To use the word “healthy” in any description of a pension fund that is less than 60 percent solvent is one of those Alice in Wonderland kind of statements that only a Richie Daley or the FOP’s Bill Nolan can be expected to try to get away with.


This is a fund that has 65.2 percent of its assets invested in the stock market and another 30.3 percent tied up in bonds. That means that the $2.5 billion referred to above is not actually in the form of money. About $1.5 billion of it is trading in the same common stocks that have been steadily rising in value in recent years, but are overdue for a market “adjustment” of near-crash proportions. As recently as Friday, August 14th, the Dow Jones Industrial Average lost 247 points, or 3 percent of its value.


The Chicago Sun-Times headlined that multi-billion dollar loss in stock value as the “Worst dip for Dow since ‘91.”


We’re not trying to suggest that the stock market is going to collapse in the next day or so, but we do think that anytime investors lose 3 percent of their assets in one day, that some serious financial re-thinking is called for.


If the Chicago Police pension fund is already operating at less than 60 percent of its overall obligation—which means it’s more than 40 percent in debt before it sends out its first pension check each month—how many such 3 percent stock market hits can it take before it’s wiped out?


Also, the so-called “safe” bond market investments that 30.3 percent of the Chicago Police fund is invested in can use a little scrutiny. In actual fact, although bond investments are always claimed to be less volatile that stock market gambles, are they really?


THE PEOPLE who invested something like $30 billion in Orange County, California bonds are still standing in line to get paybacks of maybe ten cents on the dollar as a result of that “super-safe, super-rich” County’s bankruptcy filing last year. Earlier, bond buyers who thought investing in paper issued by a Pacific Northwest utility company would be a great way to clip coupons were rudely awakened when that power company blew a financial fuse of multi-billion dollar proportions.


Closer to home, the individuals and pension funds that put money into the original Calumet Skyway—now operated as the Chicago Skyway—have yet to see anything remotely resembling a profit on their bond investments.


SO WHAT can the typical cop on the beat do?
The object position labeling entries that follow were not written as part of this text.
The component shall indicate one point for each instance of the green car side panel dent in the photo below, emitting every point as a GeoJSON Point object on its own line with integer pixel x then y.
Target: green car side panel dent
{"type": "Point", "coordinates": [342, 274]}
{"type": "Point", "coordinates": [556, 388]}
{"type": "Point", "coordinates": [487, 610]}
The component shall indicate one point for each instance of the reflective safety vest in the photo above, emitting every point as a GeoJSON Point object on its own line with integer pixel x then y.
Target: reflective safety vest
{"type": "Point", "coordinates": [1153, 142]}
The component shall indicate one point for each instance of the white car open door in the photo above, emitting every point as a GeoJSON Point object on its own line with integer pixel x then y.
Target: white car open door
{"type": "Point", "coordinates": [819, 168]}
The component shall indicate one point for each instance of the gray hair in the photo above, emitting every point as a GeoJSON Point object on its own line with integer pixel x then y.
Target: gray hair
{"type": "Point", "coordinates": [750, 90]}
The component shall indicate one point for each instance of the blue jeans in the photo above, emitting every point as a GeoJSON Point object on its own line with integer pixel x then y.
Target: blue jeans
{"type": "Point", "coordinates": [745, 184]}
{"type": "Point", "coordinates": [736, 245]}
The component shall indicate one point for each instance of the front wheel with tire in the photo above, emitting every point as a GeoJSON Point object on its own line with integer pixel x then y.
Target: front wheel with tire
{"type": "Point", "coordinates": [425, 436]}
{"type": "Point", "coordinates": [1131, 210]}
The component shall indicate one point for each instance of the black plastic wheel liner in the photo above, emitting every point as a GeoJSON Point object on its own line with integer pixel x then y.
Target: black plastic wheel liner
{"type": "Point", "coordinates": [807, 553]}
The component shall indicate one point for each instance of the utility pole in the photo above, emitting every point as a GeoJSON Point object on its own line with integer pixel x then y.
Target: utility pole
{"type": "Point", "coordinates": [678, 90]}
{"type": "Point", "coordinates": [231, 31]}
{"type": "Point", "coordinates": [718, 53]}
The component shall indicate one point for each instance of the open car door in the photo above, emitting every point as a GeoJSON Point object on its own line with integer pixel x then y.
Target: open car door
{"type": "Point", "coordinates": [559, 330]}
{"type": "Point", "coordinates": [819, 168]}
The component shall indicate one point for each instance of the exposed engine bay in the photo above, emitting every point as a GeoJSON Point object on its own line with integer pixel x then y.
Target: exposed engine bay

First, don’t buy into the puff stuff that people like Walter Knorr, the pension fund president and Kenneth Hauser, the rank-and-file representative give off like sheep expelling gas.


Find out when the next FOP membership meeting will be and raise some basic pension fund questions.


Or, call the pension fund offices down the street from City Hall to find out when their next public meeting will be, and be there.


OR BETTER YET, call Joe Longmeyer at the Combined Counties Police Association.


Maybe it’s time for some outside agency to raise such basic questions as:


When Chicago cops retire, will their pension fund be there?